La squadra arrivò alla sua prima finale nazionale nel 1987, conquistando immediatamente il titolo dopo aver piegato la Stella Rossa di Belgrado. L’anno successivo ripeté l’impresa contro l’Elemes di Sebenico: lo Jedinstvo era al vertice della sua parabola e il focus passò allora alla Coppa dei Campioni, il massimo trofeo continentale, vinto nei cinque anni precedenti da una sola squadra, la Primigi Vicenza.
Il viaggio europeo
All’inizio della stagione, lo Jedinstvo non partiva con i favori del pronostico in campo europeo e affrontò due sfide di qualificazione per raggiungere la fase a gironi, battendo le israeliane dell’Elitzur Holon e le svizzere del Birsfelden. Seguì poi il girone con le migliori squadre d’Europa. Le ragazze di Tuzla vinsero 7 partite, perdendone 3: un risultato sufficiente per accedere alla finale contro la Primigi, che si sarebbe giocata a Firenze.
La squadra vicentina era solida, con tante giocatrici di esperienza, ma il cui momento d’oro era forse alle spalle. Mara Lakić ci ha raccontato che lo Jedinstvo Tuzla fu probabilmente sottovalutato dalle italiane, che non si aspettavano di incontrare una squadra giovane e dinamica, al picco del proprio gioco, guidata brillantemente da un tecnico con un grande futuro come Mihajlo Vuković e con una stella emergente come Razija Mujanović, che sarebbe diventata negli anni seguenti la giocatrice migliore in Europa e sarebbe stata accolta nella Hall of Fame della FIBA.

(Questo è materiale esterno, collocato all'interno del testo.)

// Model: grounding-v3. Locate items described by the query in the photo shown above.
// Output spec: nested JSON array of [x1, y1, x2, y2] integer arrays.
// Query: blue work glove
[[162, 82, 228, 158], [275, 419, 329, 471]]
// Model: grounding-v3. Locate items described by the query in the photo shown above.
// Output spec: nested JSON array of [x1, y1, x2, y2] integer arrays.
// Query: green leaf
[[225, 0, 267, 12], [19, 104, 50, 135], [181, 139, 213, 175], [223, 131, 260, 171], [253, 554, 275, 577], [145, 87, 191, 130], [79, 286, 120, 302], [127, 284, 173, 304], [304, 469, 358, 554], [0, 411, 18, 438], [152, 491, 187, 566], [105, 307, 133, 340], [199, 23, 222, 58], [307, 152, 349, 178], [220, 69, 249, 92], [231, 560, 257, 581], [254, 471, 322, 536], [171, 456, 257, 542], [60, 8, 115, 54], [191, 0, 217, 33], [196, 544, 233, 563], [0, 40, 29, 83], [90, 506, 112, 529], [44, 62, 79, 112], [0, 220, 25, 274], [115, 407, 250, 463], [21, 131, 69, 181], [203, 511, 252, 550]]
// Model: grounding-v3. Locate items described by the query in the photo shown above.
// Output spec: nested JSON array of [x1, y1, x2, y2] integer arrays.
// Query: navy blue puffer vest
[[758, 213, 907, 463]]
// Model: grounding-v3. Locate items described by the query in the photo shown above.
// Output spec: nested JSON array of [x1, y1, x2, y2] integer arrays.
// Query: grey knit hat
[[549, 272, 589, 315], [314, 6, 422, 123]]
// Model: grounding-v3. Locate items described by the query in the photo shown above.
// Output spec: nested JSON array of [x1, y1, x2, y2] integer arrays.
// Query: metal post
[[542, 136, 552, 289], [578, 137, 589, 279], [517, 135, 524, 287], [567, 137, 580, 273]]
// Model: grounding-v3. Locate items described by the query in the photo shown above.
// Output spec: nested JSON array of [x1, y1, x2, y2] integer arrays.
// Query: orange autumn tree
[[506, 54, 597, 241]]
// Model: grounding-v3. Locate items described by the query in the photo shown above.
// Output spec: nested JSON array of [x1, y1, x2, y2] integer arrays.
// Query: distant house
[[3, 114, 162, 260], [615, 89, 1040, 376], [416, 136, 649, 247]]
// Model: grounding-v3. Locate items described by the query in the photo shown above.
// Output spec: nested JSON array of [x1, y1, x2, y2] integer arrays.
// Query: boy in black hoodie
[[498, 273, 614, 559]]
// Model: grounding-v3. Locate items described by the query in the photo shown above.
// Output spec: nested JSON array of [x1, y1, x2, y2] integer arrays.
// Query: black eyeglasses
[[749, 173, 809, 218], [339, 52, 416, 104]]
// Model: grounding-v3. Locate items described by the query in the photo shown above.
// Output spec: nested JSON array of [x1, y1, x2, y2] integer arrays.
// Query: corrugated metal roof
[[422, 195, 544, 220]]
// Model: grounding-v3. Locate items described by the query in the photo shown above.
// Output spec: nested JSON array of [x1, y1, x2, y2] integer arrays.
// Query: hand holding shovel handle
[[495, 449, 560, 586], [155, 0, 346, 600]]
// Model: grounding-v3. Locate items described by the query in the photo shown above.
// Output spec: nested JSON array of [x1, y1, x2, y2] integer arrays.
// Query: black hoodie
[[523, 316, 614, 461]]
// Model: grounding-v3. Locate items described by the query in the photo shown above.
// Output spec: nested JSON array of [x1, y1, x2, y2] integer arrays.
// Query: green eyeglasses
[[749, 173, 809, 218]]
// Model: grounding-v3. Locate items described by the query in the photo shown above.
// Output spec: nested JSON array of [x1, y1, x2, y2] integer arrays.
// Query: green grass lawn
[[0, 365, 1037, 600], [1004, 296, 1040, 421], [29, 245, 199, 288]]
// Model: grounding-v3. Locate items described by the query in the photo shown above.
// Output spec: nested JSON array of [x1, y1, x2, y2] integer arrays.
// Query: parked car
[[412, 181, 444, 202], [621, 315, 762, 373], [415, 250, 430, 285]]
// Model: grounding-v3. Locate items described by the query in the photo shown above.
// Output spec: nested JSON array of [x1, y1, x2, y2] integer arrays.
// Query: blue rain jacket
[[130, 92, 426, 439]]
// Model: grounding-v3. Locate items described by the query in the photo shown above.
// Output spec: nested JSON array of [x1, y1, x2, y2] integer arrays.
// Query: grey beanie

Anche a Firenze, Razija si rivelò essere un problema senza soluzione per la difesa della Primigi. Le trame jugoslave convergevano costantemente su di lei, il perno offensivo della squadra, che dominava il gioco sotto canestro. Mara Lakić trovava le linee di passaggio create dal veloce movimento senza palla delle compagne, che, come soluzione alternativa, liberavano al tiro dalla distanza Naida Hot e Stojanka Došić, che chiuse la partita con 19 punti. Razija, invece, tirò con un’incredibile 83% dal campo e mise a segno 35 punti, decisivi per il 74-70 finale che incoronò le ragazze di Tuzla come campionesse d’Europa.
Dopo la sirena finale, un gruppo di tifosi venuti da Tuzla per sostenere la squadra invase il campo raggirando i carabinieri italiani e dando inizio a una festa che si sarebbe conclusa solo qualche giorno più tardi nel Mejdan, lo storico palazzetto dello sport di Tuzla, dove le ragazze furono accolte dall’intera città. Mara Lakić ha ricordato con gioia quei momenti, raccontandoci che non fu scattata alcuna foto di squadra con il trofeo dopo la partita, perché fra la gioia generale le campionesse se ne scordarono. Forse perché il trofeo in sé passava in secondo piano di fronte alla felicità di quel giorno indimenticabile.